Single by 360 featuring Gossling

from the album Falling & Flying
- Released: 18 November 2011
- Recorded: 2011
- Genre: Hip hop, reggae fusion, indie pop
- Length: 3:40
- Label: Soulmate Records; EMI;
- Songwriters: Matthew Colwell; Kaelyn Behr; Jack Revens; Brad Pinto; Frank Jones;
- Producer: Styalz Fuego;

360 singles chronology
| "Killer" (2012) | "Boys like You" (2011) | "Child" (2012) |

Gossling singles chronology
| "I Was Young" (2010) | "Boys like You" (2011) | "Wild Love" (2012) |

= Boys like You (360 song) =

"Boys like You" is a song recorded by Australian rapper 360 and Australian indie singer Gossling.
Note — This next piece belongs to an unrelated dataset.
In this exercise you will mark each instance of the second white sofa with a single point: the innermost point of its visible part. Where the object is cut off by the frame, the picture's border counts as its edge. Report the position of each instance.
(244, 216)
It was released on 18 November 2011 by Soulmate Records and EMI as the fourth single from 360's second studio album, Falling & Flying (2011). The song was written by 360, Kaelyn Behr, Jack Revens, Brad Pinto and Frank Jones, and produced by Behr under his production name Styalz Fuego. "Boys like You" was a commercial success, peaking at No. 3 on the Australian Singles Chart and was eventually certified quadruple platinum by the Australian Recording Industry Association, becoming 360's most successful single to date.

The Alex Weltlinge directed music video was nominated for Best Video at the ARIA Music Awards of 2012.
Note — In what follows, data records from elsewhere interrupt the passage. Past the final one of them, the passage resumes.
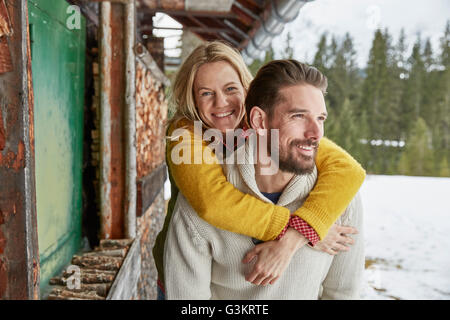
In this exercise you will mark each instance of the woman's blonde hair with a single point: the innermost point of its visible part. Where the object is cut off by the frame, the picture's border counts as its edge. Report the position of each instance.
(182, 96)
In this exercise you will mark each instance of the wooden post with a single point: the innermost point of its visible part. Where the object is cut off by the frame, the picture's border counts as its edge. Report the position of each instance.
(19, 254)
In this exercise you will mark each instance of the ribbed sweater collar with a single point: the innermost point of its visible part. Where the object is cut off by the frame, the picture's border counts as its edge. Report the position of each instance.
(299, 186)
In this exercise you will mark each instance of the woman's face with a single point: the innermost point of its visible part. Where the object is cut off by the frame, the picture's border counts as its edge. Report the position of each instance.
(219, 95)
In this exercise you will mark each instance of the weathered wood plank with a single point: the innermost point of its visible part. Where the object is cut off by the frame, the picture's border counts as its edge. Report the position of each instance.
(125, 283)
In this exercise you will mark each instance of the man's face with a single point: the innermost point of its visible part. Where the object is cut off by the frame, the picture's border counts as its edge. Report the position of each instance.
(300, 117)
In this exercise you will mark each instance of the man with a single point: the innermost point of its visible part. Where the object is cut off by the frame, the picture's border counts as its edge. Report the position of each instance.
(203, 262)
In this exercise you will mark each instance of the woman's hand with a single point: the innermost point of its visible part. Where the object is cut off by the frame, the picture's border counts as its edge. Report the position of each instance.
(336, 240)
(273, 257)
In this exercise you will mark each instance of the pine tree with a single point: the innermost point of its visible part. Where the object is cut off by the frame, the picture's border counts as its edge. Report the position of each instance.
(444, 168)
(321, 57)
(412, 94)
(375, 85)
(288, 50)
(441, 94)
(418, 150)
==Background and development==
During an interview with MTV Australia, when asked how inspiration came from the track, 360 stated: "I find I write my best stuff when I write from personal experience or something like that, just anything that I feel like I need to get off my chest. That's the stuff that comes out the fastest [....] songs like 'Boys like You' were all written amazingly fast. It just comes out."

==Chart performance==
"Boys like You" made its first chart appearance in Australia on 4 December 2011, at No. 47. On 22 January 2012, the song re-entered the chart at No. 35. Four weeks later, it reached a peak of No. 3, a position it held for three consecutive weeks. "Boys like You" has since been certified 4× Platinum by the Australian Recording Industry Association, denoting shipments of 280,000 copies. The song entered the New Zealand Singles Chart at No. 36 on 12 March 2012. The following week, "Boys like You" reached, No. 33, a peak position it held for two non-consecutive weeks.

==Charts and certifications==

===Weekly charts===

| Chart (2012) | Peak position |
|---|---|
| Australia (ARIA) | 3 |
| New Zealand (Recorded Music NZ) | 33 |

===Year-end charts===

| Chart (2012) | Position |
|---|---|
| Australia (ARIA) | 23 |

===Certifications===

| Region | Certification | Certified units/sales |
| Australia (ARIA) | 4× Platinum | 280,000^{^} |
^{^} Shipments figures based on certification alone.